Poet Robert Frost
Noted Robert Frost scholar and CMC’s Barton Evans and H. Andrea Neves Professor of Literature, Robert Faggen, is one of three editors on a book of the American poet’s letters, The Letters of Robert Frost, Vol. 1: 1886-1920, to be published this month by Harvard University Press.
Devoted to one of the giants of 20th century American literature, it is the first major edition of the poet’s written correspondence, featuring hundreds of previously unpublished letters.
An online edition of Harvard Magazine notes that collections of Frost’s letters to individual correspondents have been published in the past, but this edition––the first of a projected four volumes––is the first to anthologize the complete letters in chronological order, including hundreds never available before.
Its editors––Faggen among them––hope The Letters of Robert Frost will help readers form their own theories about who the poet was, and what drove him to become one of the most storied men of American literature.
“In his letters, as in his poetry, Frost is a shape-shifting wizard of rhetoric and tone,” Faggen said.
Reviewers have already noted its inclusion of material that will bridge a perceived public gap between the younger and older known Frost. “It can sometimes seem, from the surfeit of images of Frost in his later years, that he was born old, incapable of youth the same way John Keats is incapable of age,” writes Dan Chiasson for The New Yorker. “The Letters of Robert Frost, Volume 1: 1886-1920, edited by Donald Sheehy, Mark Richardson, and Robert Faggen, part of a heroic effort by Harvard University Press to collect all Frost’s writings in a definitive edition, goes some way toward filling this imaginative deficit.”
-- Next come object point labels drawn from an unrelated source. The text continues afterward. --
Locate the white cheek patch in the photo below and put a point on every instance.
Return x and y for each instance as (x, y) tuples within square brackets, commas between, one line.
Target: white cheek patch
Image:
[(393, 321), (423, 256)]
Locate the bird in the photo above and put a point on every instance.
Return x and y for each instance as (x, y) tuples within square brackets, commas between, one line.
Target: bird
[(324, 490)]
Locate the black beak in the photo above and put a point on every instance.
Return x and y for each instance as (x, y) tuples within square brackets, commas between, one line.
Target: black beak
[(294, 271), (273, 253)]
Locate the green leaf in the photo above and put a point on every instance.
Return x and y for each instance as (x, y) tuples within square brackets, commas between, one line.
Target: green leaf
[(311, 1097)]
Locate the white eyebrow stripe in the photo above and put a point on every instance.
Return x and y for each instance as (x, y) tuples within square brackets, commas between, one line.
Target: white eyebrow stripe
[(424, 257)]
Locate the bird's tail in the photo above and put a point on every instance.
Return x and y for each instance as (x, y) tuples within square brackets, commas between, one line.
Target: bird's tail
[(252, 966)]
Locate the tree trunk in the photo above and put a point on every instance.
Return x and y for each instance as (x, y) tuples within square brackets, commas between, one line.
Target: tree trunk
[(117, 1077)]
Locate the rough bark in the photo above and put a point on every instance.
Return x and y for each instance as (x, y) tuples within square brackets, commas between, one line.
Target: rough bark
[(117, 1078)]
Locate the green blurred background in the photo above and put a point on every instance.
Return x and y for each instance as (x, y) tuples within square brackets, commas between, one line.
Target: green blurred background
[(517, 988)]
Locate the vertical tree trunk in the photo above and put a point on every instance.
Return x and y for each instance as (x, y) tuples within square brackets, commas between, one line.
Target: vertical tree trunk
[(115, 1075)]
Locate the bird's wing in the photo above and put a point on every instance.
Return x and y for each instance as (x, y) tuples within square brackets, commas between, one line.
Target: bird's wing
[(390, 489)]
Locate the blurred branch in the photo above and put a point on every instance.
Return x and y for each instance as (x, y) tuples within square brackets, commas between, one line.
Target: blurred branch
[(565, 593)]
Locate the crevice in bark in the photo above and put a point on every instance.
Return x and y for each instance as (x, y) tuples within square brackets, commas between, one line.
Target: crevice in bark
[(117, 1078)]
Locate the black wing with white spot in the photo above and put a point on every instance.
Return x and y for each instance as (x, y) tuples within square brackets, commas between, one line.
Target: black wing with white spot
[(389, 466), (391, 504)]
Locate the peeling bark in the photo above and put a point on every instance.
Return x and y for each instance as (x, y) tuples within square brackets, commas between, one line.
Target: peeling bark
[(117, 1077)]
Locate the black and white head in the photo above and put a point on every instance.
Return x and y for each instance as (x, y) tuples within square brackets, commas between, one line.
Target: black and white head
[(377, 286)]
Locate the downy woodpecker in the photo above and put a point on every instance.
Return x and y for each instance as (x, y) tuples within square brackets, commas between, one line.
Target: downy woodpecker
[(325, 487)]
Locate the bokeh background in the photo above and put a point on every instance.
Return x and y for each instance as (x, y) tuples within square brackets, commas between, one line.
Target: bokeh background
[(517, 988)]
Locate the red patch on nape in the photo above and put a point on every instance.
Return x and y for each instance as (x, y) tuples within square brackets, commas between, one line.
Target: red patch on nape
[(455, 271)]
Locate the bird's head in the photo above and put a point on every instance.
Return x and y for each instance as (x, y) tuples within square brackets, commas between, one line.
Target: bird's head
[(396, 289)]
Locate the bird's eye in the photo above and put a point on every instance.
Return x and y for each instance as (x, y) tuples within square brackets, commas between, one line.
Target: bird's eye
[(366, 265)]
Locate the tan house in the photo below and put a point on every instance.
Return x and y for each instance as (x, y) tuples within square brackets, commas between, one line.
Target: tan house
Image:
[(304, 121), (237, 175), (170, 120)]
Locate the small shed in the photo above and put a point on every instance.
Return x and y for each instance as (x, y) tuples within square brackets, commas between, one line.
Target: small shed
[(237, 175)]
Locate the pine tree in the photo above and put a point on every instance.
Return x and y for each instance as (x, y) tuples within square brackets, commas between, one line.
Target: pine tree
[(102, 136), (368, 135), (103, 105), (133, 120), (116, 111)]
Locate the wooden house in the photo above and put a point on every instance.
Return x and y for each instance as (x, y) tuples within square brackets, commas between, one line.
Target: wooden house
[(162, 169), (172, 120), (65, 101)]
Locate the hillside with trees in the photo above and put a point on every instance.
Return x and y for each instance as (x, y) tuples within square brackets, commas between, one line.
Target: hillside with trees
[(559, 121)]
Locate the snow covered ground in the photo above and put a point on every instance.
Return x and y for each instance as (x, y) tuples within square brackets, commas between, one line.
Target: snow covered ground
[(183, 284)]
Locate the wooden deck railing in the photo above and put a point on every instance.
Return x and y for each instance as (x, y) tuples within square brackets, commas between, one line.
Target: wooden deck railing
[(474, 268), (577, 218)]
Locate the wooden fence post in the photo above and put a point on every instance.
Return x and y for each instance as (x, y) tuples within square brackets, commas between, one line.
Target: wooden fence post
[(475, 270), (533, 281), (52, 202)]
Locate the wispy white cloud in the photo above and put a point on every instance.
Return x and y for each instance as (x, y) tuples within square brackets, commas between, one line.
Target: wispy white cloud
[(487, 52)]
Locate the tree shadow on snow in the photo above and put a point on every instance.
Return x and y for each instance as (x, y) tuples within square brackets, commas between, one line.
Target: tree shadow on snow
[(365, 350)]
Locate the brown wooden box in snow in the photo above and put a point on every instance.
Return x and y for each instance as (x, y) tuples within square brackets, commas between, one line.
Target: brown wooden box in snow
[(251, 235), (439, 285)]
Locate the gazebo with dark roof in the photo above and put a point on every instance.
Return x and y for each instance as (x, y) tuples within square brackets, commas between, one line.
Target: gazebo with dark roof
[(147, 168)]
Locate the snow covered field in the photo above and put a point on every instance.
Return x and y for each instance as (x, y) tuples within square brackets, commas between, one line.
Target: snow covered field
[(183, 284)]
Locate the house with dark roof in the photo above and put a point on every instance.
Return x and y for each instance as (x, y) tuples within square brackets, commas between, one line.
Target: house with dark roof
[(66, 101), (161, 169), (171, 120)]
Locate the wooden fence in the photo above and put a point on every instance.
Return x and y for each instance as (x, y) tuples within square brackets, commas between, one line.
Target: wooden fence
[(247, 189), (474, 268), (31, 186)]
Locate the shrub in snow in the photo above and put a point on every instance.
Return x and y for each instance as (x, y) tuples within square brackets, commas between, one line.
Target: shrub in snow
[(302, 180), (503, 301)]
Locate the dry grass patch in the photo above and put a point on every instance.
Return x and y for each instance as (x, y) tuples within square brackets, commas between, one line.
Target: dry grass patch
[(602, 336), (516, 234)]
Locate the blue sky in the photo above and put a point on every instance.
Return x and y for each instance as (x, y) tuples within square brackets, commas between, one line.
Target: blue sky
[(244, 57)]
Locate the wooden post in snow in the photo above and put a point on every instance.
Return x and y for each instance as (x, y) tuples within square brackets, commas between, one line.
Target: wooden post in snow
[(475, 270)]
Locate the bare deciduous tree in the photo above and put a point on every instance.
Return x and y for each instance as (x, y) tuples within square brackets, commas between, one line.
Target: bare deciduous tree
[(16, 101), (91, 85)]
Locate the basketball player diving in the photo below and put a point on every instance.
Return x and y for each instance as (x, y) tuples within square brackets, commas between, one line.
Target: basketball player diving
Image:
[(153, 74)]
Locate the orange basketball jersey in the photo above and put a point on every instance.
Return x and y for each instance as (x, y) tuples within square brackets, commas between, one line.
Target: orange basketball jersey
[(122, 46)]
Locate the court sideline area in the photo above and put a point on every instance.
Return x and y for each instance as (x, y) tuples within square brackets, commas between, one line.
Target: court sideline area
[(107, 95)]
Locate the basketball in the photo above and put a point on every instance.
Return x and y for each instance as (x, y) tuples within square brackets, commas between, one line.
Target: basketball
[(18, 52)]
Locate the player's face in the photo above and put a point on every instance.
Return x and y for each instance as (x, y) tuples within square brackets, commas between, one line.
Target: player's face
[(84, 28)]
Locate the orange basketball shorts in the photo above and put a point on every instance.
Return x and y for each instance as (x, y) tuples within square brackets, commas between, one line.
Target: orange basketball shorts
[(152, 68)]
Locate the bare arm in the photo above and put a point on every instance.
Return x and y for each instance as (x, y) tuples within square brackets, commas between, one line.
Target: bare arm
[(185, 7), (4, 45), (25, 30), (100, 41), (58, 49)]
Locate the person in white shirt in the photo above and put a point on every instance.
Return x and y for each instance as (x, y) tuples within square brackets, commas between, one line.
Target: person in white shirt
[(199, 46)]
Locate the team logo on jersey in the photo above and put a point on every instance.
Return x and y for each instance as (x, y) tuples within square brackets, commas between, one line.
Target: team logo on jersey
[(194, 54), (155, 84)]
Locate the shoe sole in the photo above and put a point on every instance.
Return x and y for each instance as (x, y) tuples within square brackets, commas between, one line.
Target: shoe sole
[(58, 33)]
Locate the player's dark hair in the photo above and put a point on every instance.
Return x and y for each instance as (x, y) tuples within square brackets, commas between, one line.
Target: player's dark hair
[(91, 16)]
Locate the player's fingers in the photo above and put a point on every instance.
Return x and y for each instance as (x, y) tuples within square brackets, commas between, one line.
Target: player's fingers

(Read The New Yorker piece in full.)
“After decades in which Robert Frost’s letters were unavailable, we are given the first of several volumes, taking him up through 1920,” writes William H. Pritchard, the Henry Clay Folger Professor of English Emeritus at Amherst College. “Especially valuable are letters from 1913-14 in which Frost staked out his poetic aims and principles. The editorial job is painstakingly, indeed brilliantly, performed.”
The first volume, covering the years 1886 to 1920, examines the crucial first half of Frost’s long life–– the years in which he transformed himself from a New Hampshire farmer and schoolteacher into America’s leading poet.
It begins, notes Jennifer Schuessler for The New York Times ("The Road Back: Frost’s Letters Could Soften a Battered Image”) with a charming note from 12-year-old Frost to a childhood sweetheart, and follows him through marriage to his wife, Elinor; a hard decade as a farmer in New Hampshire; three years in England; and return home in 1915, when he became a late-blooming literary star with the success of his second collection, “North of Boston.”
(Read Schuessler’s piece in full.)
According to the publishers, the letters will also shed light on the drama of Frost’s personal life, as well as the workings of a highly inquisitive and prodigious mind, one that led to a full-scale revolution in prosody, sound and poetic style.
In addition to this latest volume devoted to the life and work of Frost, professor Robert Faggen has also edited and contributed to other Frost volumes, including: The Notebooks of Robert Frost (Harvard University Press, 2007), Robert Frost and the Challenge of Darwin (University of Michigan Press, 1997, 2001), The Cambridge Introduction to Robert Frost (2009), The Cambridge Companion to Robert Frost (2001), and Robert Frost Early Poems (1998).